Cuando iba al colegio no había
calefacción. Si, así es. Y no estudiaba en un campo de concentración ni nada
parecido. Simplemente, no había calefacción, ni aire acondicionado.
Iba al colegio en bicicleta
con mis amigos y, los días de frío, se me ponía roja la nariz, y también los
dedos, porque siempre me olvidaba los guantes. Cuando llegábamos a la escuela,
había escarcha en la cancha de fútbol y la niebla flotaba sobre el pasto. Mi
tío me cargaba diciendo que estudiaba en el campo, pero en realidad mi colegio
quedaba solo un poco alejado del centro de la ciudad.
Nos formábamos en el patio de
lajas (de menor a mayor altura) al aire libre, para izar la bandera. Y era una
desgracia que te eligieran para esta tarea porque los cables metálicos del
mástil estaban medio oxidados y no corrían bien por los engranajes… así que
costaba mucho ir subiendo la bandera hasta lo alto y a veces se quedaba
trabada. Tarea que se dificultaba aún más si tenías los dedos congelados de
haberte olvidado los guantes.
Después del “acto de la
bandera” y una breve oración religiosa, caminábamos lentamente a los salones,
como tratando de atrasar a máximo el momento de empezar las clases.

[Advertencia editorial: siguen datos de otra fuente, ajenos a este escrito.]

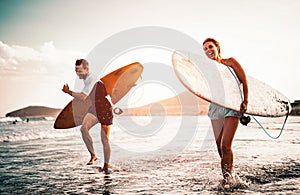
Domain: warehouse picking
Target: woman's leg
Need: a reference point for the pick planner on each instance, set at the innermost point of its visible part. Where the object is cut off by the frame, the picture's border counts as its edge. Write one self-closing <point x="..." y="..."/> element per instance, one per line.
<point x="218" y="131"/>
<point x="229" y="129"/>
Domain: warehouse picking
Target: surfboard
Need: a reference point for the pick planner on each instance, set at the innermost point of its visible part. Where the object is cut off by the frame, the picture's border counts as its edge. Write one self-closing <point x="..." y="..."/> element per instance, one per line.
<point x="117" y="83"/>
<point x="217" y="83"/>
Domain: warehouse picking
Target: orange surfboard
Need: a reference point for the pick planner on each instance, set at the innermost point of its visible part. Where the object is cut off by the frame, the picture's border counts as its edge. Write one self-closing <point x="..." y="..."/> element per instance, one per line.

Para calentar las aulas había
estufas de gas. Dos compañeros cruzaban el colegio e iban a buscar las estufas,
que consistían en una pequeña garrafa de gas y una pantalla. Venían arrastrando
todo el apartejo hasta el salón. Lo encendíamos, con un fósforo o un encendedor
y había que esperar un rato hasta que se empezaba a calentar la estancia.
Temprano a la mañana hacía
mucho frío, así que nos turnábamos en las alargadas aulas, y la estufa estaba
un rato en cada extremo. Pasaban las horas y ya cerca del mediodía, cuando el
sol y el calor humano habían calentado el salón, nadie se acordaba de la estufa
y alguno la apagaba.
Muchos son mis recuerdos con
estas pantallas de gas. Alguna vez alguien se achicharró la punta de una
campera, debíamos tener cuidado de no acercarnos demasiado si teníamos medias
de lycra y, cuando era chica, solía acercar los chocolates y los alfajores para comerlos
calientes y medio derretidos.
Un día, alguien movió la
estufa y abrió la puerta al mismo tiempo y, por un brevísimo segundo, se
prendieron fuego las cortinas. La misma persona, temiendo más una “firma” que
un incendio forestal, las apagó con el borrador. Y ahí se quedaron las cortinas
(que eran 98% polyester) medio chamuscadas y llenas de tiza.
Algunas veces tenía mucho frío
y me dejaba puesta la campera durante la clase. Al día siguiente, me ponía una
camiseta o dos medias y solucionaba el problema. Los días que llevaba guantes,
igual me los tenía que sacar para escribir (es imposible escribir con guantes
de lana).
Por eso me acuerdo que cuando
iba al colegio no había calefacción. Lo digo con orgullo porque fue un
obstáculo, un problema a resolver que supimos superar. Nadie se murió de frío,
ni se enfermó, ni se prendió fuego y falleció calcinado. Todos aprendimos a
abrigarnos, a tener cuidado con las estufas y a contentarnos con lo que había. Porque
no le deseo a nadie penurias ni vejaciones cuando vayan a la escuela, pero sí
les deseo los suficientes obstáculos como para que aprendan algo en el camino
(algo más que matemática y lengua)… y si mis hijos tuvieran la misma experiencia
que tuve yo cuando fui al colegio, sé que serían felices, valientes y normales.